# How much iron (Ppm) should there be in a ten gallon tank?



## willyf87 (4 Jun 2010)

As above really, I am adding 1ml of easy carbo and 1ml of pro fito a day to my tank for 5 days a week and it says 5ml of the iron mix a week should raise my tank to 1ppm iron, how much should I add per day or every other day?


----------



## ceg4048 (4 Jun 2010)

*Re: How much iron (Ppm) should there be in a ten gallon tank*

Hi,
   Although Iron (Fe) is a critical component, it's a micronutrient so that means you don't need much of it. If you've got tap water you probably already have enough (unless you live in a softwater area). 

The general suggestion for a highly lit CO2 injected tank is 0.5ppm Fe per week. However, no one can tell you how many ppm you need. You have to discover it for yourself.

The amounts of any nutrient that you need to add is going to be a function of how much light, how much flow, how much CO2 and how much plant mass you have in the tank. It will also depend on how fast you want plants to grow.  

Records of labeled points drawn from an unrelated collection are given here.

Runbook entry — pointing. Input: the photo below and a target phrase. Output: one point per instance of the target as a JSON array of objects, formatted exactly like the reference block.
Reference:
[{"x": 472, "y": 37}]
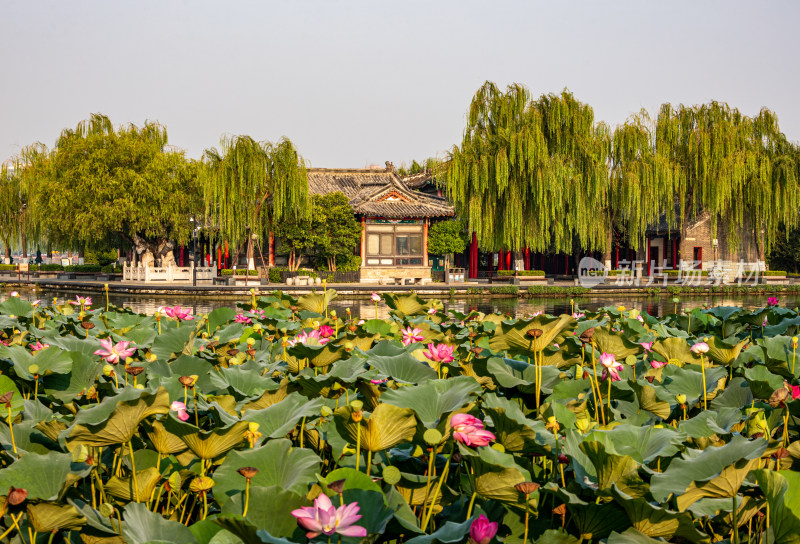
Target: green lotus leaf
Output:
[
  {"x": 782, "y": 490},
  {"x": 685, "y": 473},
  {"x": 46, "y": 517},
  {"x": 642, "y": 444},
  {"x": 610, "y": 341},
  {"x": 316, "y": 302},
  {"x": 174, "y": 342},
  {"x": 675, "y": 348},
  {"x": 514, "y": 338},
  {"x": 142, "y": 526},
  {"x": 513, "y": 430},
  {"x": 723, "y": 352},
  {"x": 207, "y": 444},
  {"x": 278, "y": 419},
  {"x": 435, "y": 398},
  {"x": 657, "y": 522},
  {"x": 496, "y": 474},
  {"x": 278, "y": 464},
  {"x": 386, "y": 427},
  {"x": 124, "y": 489},
  {"x": 82, "y": 376},
  {"x": 610, "y": 469},
  {"x": 122, "y": 423},
  {"x": 397, "y": 362},
  {"x": 43, "y": 476}
]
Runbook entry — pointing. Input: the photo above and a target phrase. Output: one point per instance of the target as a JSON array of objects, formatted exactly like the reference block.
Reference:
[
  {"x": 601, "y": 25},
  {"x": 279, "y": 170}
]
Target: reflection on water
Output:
[{"x": 364, "y": 308}]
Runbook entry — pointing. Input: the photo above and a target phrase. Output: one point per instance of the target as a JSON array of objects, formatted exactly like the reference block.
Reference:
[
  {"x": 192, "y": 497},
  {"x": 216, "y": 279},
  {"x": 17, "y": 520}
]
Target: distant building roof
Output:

People are always asking about optimal ppm levels or whatever, but this is all an illusion. 0.5 ppm might be fine in your tank but may be insufficient in your neighbors tank due to these other factors. The hobbyists problem with chasing ppm will also be compounded by the fact that they are probably using time wasting test kits to measure nutrient levels, when they ought to be spending more time simply looking at their plants. Your plants will always tell you what they need. No test kit can do that really. Are the leaves pale? Are they yellow? If the answer is "No" then you have enough Fe regardless of what the test kit says or regardless of what profito says. The opposite is also true. If Profito says: Add X, and if your test kit confirms X - but if your plants are suffering Fe starvation, then guess what? You need to add more than X...  

Cheers,


----------